Fédération Nationale des Collectivités de Compostage

Action pour la défense des composts

 

COMMUNIQUENT

 

Afin de faire connaître au Gouvernement, l’inquiétude et la volonté des collectivités qui développent le tri-compostage et la méthanisation des déchets, les représentants de Méthéor, AMORCE et de la Fédération Nationale des Collectivités de Compostage, ont rencontré récemment le conseiller technique de Monsieur Jean LEONETTI, Ministre chargé des Affaires Européennes.

 

 

Par la voix de Guy GEOFFROY, Alain ROUAULT et Dominique RODRIGUEZ, elles ont tenu à souligner l'unité de combat qu'elles mènent pour :

  • Promouvoir la valorisation organique « cible du Grenelle de l’environnement ».
  • La défense d'un pragmatisme technique de traitement des déchets qui doit conduire à des actions de qualité, et non à l'application de dogmatismes qui s'appuient sur aucun fondement scientifiquement prouvé, avec en point commun, le compost.
  • Demander que les collectivités soient jugées sur leurs résultats (tant au niveau du compost que du biogaz produit par méthanisation) et non sur les moyens qu'elles seraient plus ou moins obligées de mettre en place .

 

Elles ont clairement demandé que la France agisse pour que des exigences claires soient établies pour la totalité des composts et que cela n'obère pas le travail qui est mené depuis de nombreuses années par les collectivités et les opérateurs, afin d'aboutir à une qualité incontestable axée sur la norme en vigueur.

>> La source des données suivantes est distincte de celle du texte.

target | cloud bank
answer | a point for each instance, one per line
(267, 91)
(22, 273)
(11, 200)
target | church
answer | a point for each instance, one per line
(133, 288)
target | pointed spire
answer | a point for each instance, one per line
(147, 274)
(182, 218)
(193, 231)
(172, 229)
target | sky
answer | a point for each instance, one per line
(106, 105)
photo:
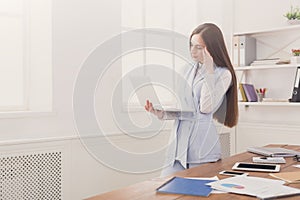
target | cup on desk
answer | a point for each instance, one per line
(260, 96)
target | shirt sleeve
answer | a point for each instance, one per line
(213, 91)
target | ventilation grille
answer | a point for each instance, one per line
(31, 177)
(225, 144)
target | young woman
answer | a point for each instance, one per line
(214, 92)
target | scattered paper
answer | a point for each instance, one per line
(254, 186)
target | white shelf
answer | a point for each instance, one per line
(267, 31)
(269, 104)
(242, 68)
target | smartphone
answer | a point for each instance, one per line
(232, 173)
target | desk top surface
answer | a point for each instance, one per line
(147, 189)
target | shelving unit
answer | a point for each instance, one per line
(268, 31)
(248, 73)
(243, 68)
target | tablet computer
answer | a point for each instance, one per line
(256, 167)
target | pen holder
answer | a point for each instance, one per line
(260, 96)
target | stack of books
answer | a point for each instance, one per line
(270, 61)
(248, 92)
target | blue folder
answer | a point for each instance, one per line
(186, 186)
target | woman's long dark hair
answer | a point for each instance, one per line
(214, 42)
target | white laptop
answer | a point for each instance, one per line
(148, 93)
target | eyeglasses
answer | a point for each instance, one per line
(297, 158)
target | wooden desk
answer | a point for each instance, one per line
(146, 189)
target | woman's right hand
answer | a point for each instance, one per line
(149, 108)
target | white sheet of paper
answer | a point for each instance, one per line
(254, 186)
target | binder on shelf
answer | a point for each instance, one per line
(236, 51)
(250, 92)
(247, 50)
(296, 89)
(242, 91)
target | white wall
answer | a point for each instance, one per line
(78, 27)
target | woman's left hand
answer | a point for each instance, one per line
(208, 61)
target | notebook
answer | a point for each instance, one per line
(186, 186)
(149, 93)
(273, 152)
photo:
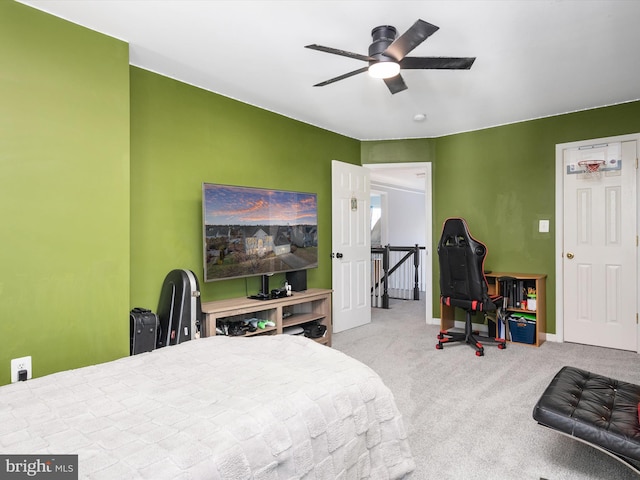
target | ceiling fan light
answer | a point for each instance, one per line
(384, 69)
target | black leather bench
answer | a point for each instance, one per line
(600, 411)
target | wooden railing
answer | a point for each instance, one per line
(396, 273)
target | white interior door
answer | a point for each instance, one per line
(600, 246)
(351, 245)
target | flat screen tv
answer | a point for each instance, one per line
(257, 231)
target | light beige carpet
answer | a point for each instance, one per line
(470, 417)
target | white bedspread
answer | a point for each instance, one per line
(263, 408)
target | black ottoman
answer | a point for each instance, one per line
(600, 411)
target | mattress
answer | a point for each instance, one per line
(263, 408)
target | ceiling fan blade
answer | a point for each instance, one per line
(437, 63)
(410, 39)
(341, 77)
(395, 84)
(344, 53)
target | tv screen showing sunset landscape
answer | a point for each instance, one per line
(255, 231)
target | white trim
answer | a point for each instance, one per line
(428, 237)
(559, 335)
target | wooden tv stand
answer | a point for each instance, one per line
(313, 305)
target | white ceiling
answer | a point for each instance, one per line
(535, 58)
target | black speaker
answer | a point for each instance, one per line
(297, 280)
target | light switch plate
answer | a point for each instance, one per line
(543, 226)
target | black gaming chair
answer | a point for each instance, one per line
(463, 284)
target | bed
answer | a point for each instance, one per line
(264, 408)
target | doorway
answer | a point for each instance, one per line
(597, 267)
(412, 176)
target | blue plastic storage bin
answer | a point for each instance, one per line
(522, 331)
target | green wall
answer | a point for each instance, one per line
(101, 169)
(64, 192)
(502, 180)
(182, 136)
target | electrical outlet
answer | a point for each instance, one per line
(18, 364)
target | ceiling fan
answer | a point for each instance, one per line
(387, 55)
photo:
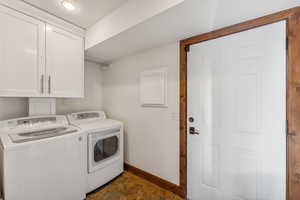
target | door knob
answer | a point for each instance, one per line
(193, 131)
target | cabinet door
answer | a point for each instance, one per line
(64, 63)
(22, 58)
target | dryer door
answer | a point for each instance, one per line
(104, 148)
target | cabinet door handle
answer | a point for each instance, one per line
(49, 85)
(42, 84)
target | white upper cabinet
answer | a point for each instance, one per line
(39, 60)
(64, 63)
(22, 54)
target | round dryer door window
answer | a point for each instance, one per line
(106, 148)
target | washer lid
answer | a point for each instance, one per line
(86, 117)
(27, 136)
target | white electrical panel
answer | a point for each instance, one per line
(153, 88)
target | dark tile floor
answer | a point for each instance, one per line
(130, 187)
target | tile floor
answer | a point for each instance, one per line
(130, 187)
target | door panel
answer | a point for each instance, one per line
(237, 96)
(65, 67)
(22, 59)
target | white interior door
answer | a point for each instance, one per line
(64, 63)
(22, 57)
(237, 98)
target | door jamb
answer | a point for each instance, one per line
(292, 16)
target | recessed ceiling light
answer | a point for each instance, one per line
(67, 4)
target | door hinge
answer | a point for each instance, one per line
(187, 48)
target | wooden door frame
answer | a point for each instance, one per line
(292, 17)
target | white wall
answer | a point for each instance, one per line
(93, 93)
(151, 134)
(18, 107)
(128, 15)
(231, 12)
(13, 108)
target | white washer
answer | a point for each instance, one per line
(41, 158)
(104, 146)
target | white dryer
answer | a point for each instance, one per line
(104, 146)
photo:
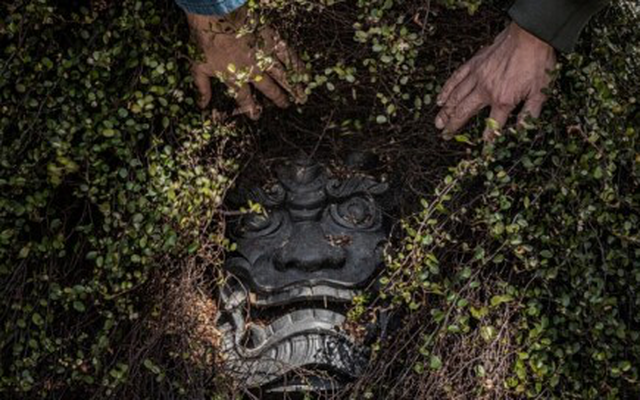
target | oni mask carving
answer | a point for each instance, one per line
(297, 267)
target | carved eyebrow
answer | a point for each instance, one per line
(272, 197)
(337, 189)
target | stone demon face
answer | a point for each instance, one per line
(318, 243)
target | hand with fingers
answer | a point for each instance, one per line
(513, 70)
(243, 58)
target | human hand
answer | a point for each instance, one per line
(241, 58)
(512, 70)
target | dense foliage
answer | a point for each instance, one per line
(515, 267)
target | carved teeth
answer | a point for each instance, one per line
(304, 293)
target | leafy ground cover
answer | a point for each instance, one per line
(514, 267)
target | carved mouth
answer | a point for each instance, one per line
(283, 341)
(301, 342)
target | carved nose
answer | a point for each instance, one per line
(309, 250)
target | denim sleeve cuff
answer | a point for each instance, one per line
(557, 22)
(210, 7)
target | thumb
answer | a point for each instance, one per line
(203, 83)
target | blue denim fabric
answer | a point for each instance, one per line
(210, 7)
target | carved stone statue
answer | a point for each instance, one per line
(297, 267)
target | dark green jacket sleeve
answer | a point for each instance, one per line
(557, 22)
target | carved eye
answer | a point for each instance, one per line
(357, 212)
(252, 225)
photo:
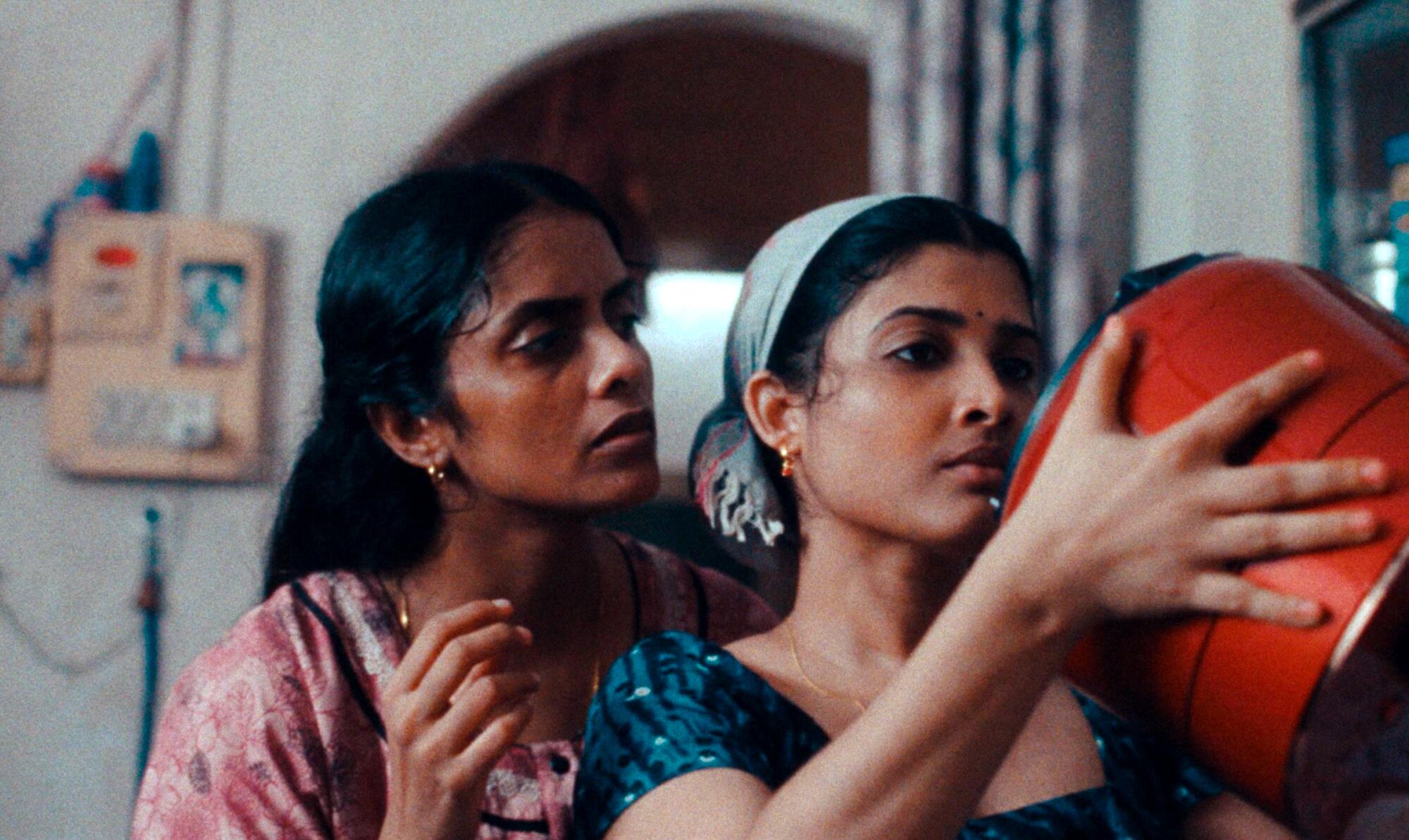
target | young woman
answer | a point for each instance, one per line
(439, 608)
(881, 364)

A leur sens, il apparait impératif que les Etats conservent leur subsidiarité et puissent continuer à règlementer en droit interne, le niveau d'exigence des composts.

A contrario, ils estiment légitime que l'Europe règlemente les conditions de passage des frontières pour les produits qui répondraient à des critères collectivement établis , même s’il est admis qu’il est préférable de valoriser les composts localement.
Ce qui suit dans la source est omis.